Lo que se recomienda es fomentar la capacidad de memoria, por ejemplo, la lectura puede ayudar mucho; una vez que leemos una novela, una noticia o una nota científica, podemos hacernos preguntas al respecto de lo leído ¿Quiénes participan? ¿Qué sucedió con tal o cual personaje? Los clubs de lectura pueden también ser muy entretenidos y estimulantes.

Para estimular la atención, pueden servir jugar juegos tradicionales de mesa, por ejemplo, la lotería. En general, no es necesario realizar juegos de mesa complejos, con los sencillos puede bastar, lo importante es que implique un reto para la persona.

Para mejorar la memoria puede usarse el juego llamado memorama, que consiste en encontrar los pares con la misma figura impresa utilizando la memoria. Otro ejercicio de memoria es el de estimular la memoria autobiográfica recuperando recuerdos de nuestra vida, o ver álbumes de fotos y recordar qué hacíamos en ese entonces, con quiénes vivíamos, qué edad teníamos en ese momento y qué amistades. Otro ejercicio consiste en recordar palabras de un campo semántico específico, por ejemplo, hoy voy a recordar capitales del mundo o todas las frutas que conozco.

Para mejorar nuestras funciones ejecutivas, puede servir tomar objetos y clasificarlos, ya sea por tamaño o por colores, seguir una receta de cocina también puede servir, ya que se requiere seguir una serie de pasos para lograr un objetivo (un platillo en este caso).

Conclusión

Se tiene la creencia de que es normal presentar enfermedades que afectan nuestra cognición durante la vejez y aún si estas patologías son más comunes en esta etapa de la vida, no es normal que la capacidad de memoria disminuya de manera importante con la edad.

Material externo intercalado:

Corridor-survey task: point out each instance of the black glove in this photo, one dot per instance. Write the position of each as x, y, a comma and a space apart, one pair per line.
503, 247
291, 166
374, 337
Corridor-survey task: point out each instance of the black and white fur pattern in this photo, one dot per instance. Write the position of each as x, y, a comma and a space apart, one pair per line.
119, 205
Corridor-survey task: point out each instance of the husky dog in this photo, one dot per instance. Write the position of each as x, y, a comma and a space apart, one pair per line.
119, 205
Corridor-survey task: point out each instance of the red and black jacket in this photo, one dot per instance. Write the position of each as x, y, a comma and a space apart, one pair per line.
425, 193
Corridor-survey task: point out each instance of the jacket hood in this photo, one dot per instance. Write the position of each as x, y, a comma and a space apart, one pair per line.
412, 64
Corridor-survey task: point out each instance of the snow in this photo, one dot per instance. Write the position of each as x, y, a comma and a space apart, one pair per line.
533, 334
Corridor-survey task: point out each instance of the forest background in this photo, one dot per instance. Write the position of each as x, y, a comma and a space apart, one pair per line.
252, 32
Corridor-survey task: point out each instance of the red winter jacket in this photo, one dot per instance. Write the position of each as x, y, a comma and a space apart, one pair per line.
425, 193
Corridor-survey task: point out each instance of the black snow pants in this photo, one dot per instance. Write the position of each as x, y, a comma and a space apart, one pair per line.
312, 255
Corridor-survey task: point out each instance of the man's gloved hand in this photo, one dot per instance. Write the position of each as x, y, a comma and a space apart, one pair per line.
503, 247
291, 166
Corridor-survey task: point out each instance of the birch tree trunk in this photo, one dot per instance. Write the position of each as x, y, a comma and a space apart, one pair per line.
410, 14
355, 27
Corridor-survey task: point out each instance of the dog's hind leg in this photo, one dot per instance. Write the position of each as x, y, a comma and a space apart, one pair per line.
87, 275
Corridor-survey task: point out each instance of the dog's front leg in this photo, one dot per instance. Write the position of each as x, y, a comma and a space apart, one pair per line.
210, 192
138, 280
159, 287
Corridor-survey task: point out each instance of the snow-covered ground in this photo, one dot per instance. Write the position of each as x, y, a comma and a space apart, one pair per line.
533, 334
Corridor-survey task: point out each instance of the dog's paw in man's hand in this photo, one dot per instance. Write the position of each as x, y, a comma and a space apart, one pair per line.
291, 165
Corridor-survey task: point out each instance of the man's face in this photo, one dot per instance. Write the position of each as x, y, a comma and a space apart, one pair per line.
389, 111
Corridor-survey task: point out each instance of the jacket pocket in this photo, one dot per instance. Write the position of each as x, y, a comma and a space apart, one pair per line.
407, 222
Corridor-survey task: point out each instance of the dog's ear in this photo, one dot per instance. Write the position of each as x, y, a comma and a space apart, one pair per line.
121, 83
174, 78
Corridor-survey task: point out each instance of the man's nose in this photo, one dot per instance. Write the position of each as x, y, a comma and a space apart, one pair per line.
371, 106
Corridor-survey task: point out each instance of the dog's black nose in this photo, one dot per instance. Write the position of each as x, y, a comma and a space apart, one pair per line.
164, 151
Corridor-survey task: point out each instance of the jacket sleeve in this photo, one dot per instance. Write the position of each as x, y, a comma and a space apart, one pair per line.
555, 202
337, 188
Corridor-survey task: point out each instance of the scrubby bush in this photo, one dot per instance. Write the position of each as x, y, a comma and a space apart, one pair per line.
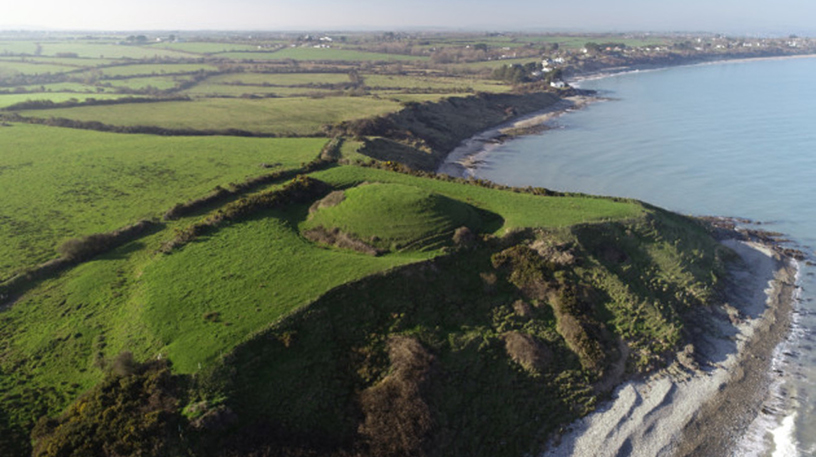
132, 413
83, 248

Si bien, los olvidos pueden deberse a muchas razones, cuando hay sospecha de un problema que está causando deterioro en la memoria, lo mejor es acudir lo antes posible con un profesional para hacer una valoración. En estos casos, además de encontrar la causa de los olvidos, una de las intervenciones más efectivas suele ser la estimulación cognitiva.

Los profesionales en el área de la estimulación cognitiva son varios, puede ser un psicólogo con especialidad en estimulación cognitiva, un neuropsicólogo o un gerontólogo con esta especialidad. No está demás mencionar, que sin importar el grado de afectación que se tenga, e incluso en casos de demencia avanzada, siempre es posible hacer algo al respecto.